The novel begins when she emerges from university and embarks on a search for her purpose in life. Candide-like, she encounters people and events that fragment her; she keeps needing to put the parts together again. The rape is her final fragmenting, a trauma from which she must recover, a ruin in which she must rebuild the parts again.

It is not an obvious and violent rape, but one perpetrated by two educated young men experimenting to see if a rape can be gentle and give pleasure. They seek no self-gratification. They concoct their experiment prompted by a newspaper report about a fatal rape of the wife of a wealthy businessman by two electricians whom the couple had engaged to wire their house for floodlighting, but to whom they had not paid the bill in full.

The businessman had told them he would pay the bill less the 10 per cent he knew they had added, because it was normal practice to add 10 per cent knowing the customer would ask for that 10 per cent to be taken off; that was the way all business was conducted. The two electricians told him they didn't conduct business that way, and demanded their bill to be paid in full. The businessman refused and they decided to teach him a lesson.

They plotted to rape his wife while he was away. The rape would be easy, they thought, because they had imagined the woman's smiles, while working in the house, had been lascivious. They had misjudged her. She fought them violently and, suffering from a weak heart, died after the indignity of two entries. They were caught and sentenced to five years each for rape with violence, and a further 15 years each for manslaughter.

The two young boys argue about the significance of the incident. One thinks it's a story significant of nothing but male stupidity and bad luck. The other disagrees, claiming it is about crime and punishment, about who is to blame (had the husband honoured his bill, would his wife still be alive?), and choice: they could have chosen to burgle the house rather than rape the wife - why did they choose one rather than the other? Then there's the wife - did she or did she not cast flirtatious looks at the electricians? Had they been led on? And why did they choose to take revenge at all, rather than leave it alone and learn a lesson?

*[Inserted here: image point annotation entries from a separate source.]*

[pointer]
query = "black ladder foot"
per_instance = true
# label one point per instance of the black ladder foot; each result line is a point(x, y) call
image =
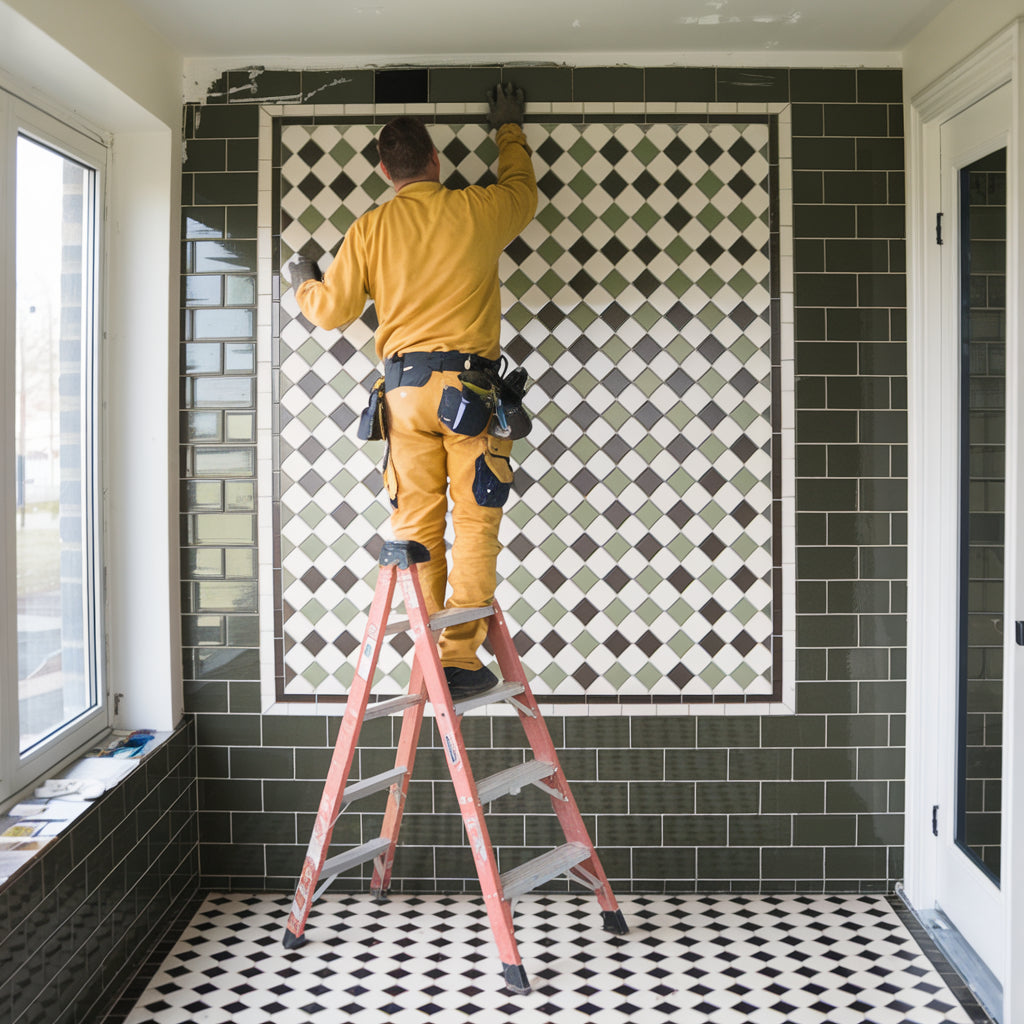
point(614, 922)
point(515, 979)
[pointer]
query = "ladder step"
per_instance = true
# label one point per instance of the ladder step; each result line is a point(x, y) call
point(373, 784)
point(441, 620)
point(356, 855)
point(392, 707)
point(535, 872)
point(500, 692)
point(513, 779)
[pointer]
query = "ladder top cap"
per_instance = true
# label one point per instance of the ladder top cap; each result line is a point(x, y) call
point(402, 553)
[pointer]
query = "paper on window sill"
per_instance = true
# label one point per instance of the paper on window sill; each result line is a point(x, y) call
point(107, 770)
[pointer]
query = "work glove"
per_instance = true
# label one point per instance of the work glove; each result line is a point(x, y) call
point(302, 268)
point(507, 104)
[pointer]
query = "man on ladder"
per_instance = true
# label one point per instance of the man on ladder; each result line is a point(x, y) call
point(428, 258)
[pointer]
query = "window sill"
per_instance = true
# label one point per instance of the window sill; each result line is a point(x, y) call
point(30, 824)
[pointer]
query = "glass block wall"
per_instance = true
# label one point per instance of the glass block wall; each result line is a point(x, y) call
point(778, 802)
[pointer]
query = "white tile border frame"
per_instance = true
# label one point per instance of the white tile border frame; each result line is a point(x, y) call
point(264, 431)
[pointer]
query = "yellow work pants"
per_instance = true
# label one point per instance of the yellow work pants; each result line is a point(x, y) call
point(426, 460)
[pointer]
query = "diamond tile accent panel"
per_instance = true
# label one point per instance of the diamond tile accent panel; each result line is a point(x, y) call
point(817, 960)
point(638, 558)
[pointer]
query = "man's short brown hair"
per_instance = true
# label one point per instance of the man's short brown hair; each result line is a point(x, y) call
point(406, 147)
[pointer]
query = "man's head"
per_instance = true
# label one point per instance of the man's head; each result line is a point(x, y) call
point(406, 150)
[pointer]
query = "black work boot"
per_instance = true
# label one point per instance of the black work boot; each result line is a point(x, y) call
point(469, 682)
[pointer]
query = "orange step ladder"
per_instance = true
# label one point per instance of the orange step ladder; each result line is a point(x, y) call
point(577, 857)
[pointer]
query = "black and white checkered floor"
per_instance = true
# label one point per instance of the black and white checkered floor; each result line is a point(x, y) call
point(725, 960)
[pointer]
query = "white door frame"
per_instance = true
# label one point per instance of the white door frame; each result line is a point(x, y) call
point(933, 547)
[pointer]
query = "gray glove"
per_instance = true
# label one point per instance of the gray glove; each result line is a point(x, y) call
point(507, 105)
point(302, 268)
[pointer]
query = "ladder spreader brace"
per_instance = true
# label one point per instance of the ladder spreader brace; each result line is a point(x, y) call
point(577, 857)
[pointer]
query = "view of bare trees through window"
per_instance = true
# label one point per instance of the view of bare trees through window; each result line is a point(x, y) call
point(53, 313)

They discuss and argue until one of them suggests that, although he doesn't believe the asinine male view that the fantasy of all women is to be raped, he is intrigued to know how a woman would respond who realised that no brutality was involved. How would she respond to a "beautiful" rape? They talk themselves into actually carrying out what they think is such a rape.

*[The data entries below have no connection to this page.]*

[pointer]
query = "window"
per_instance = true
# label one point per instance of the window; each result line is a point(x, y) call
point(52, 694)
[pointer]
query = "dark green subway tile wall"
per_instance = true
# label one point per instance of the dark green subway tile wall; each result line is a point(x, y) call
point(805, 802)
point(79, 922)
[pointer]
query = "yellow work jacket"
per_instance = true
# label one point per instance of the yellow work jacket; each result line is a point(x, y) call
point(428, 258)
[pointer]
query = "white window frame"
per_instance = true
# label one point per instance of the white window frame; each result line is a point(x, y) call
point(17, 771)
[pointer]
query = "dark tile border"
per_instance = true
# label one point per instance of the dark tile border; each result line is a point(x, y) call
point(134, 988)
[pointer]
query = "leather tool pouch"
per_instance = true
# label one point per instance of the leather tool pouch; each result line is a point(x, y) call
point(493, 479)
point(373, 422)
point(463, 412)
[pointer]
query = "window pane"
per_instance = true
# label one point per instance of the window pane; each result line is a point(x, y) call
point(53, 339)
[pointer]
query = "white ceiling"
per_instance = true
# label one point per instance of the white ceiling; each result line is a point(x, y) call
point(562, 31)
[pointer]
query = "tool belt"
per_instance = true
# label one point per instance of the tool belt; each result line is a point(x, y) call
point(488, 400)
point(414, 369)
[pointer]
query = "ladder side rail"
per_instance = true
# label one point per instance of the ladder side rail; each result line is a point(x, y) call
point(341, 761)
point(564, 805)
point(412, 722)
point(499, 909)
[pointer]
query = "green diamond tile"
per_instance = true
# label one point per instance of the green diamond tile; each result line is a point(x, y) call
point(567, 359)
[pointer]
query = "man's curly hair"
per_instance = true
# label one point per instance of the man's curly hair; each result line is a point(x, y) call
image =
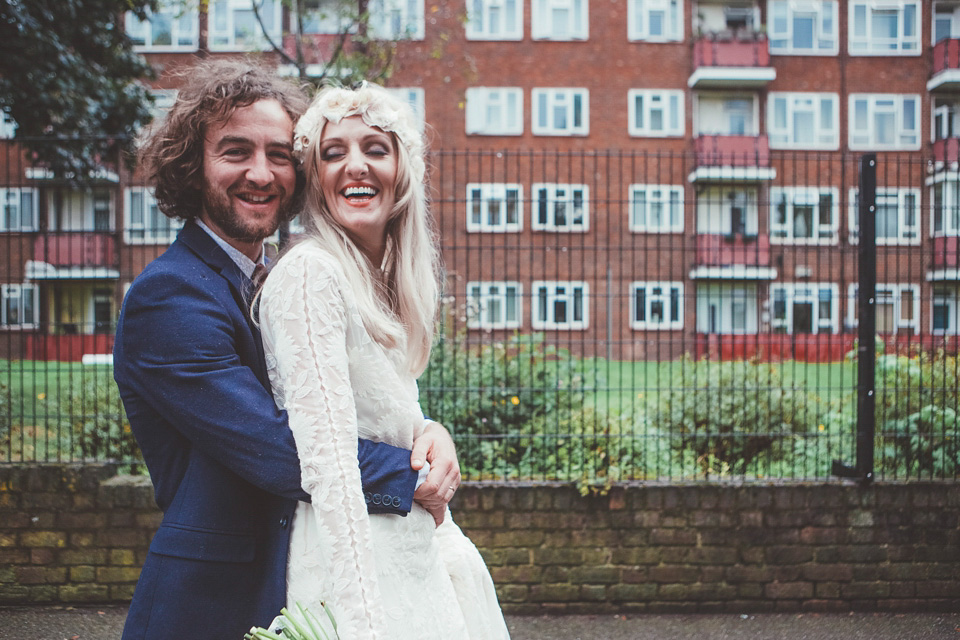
point(171, 156)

The incident, as I shaped it in the novel, is based on two facts. First, the daughter of an American friend was raped by four young men with whom she successfully created a friendly, conversational, "relationship" hoping to avoid repetition and violence. She succeeded. They parted having respect for her.

Second, researching for my play Denial, about the false memory syndrome, I read about rape victims who suffered guilt because they had experienced orgasm. They were told to ignore the experience because, they were advised, the body and the mind operate on different levels - orgasm most certainly did not equal pleasure, they were informed. Indeed, a forced orgasm must be a deeply distressing experience because of the confusion it sets up. At no point in Honey was it suggested that my heroine experienced pleasure. I never would have written about rape and orgasm had it not matched actual recorded evidence from rape victims.

Although my intention was to expose Beatie to a final fragmenting from which she would need to put the parts together again, along the way I also demonstrated that, no matter how "beautifully" executed, rape remains an unacceptable violation and usurpation of sovereign privacy. A violent rape, such as the one reported in the newspaper, would have been easy to recreate in a novel and condemn, a "gentle" one less so.

The writer must never make it easy for himself.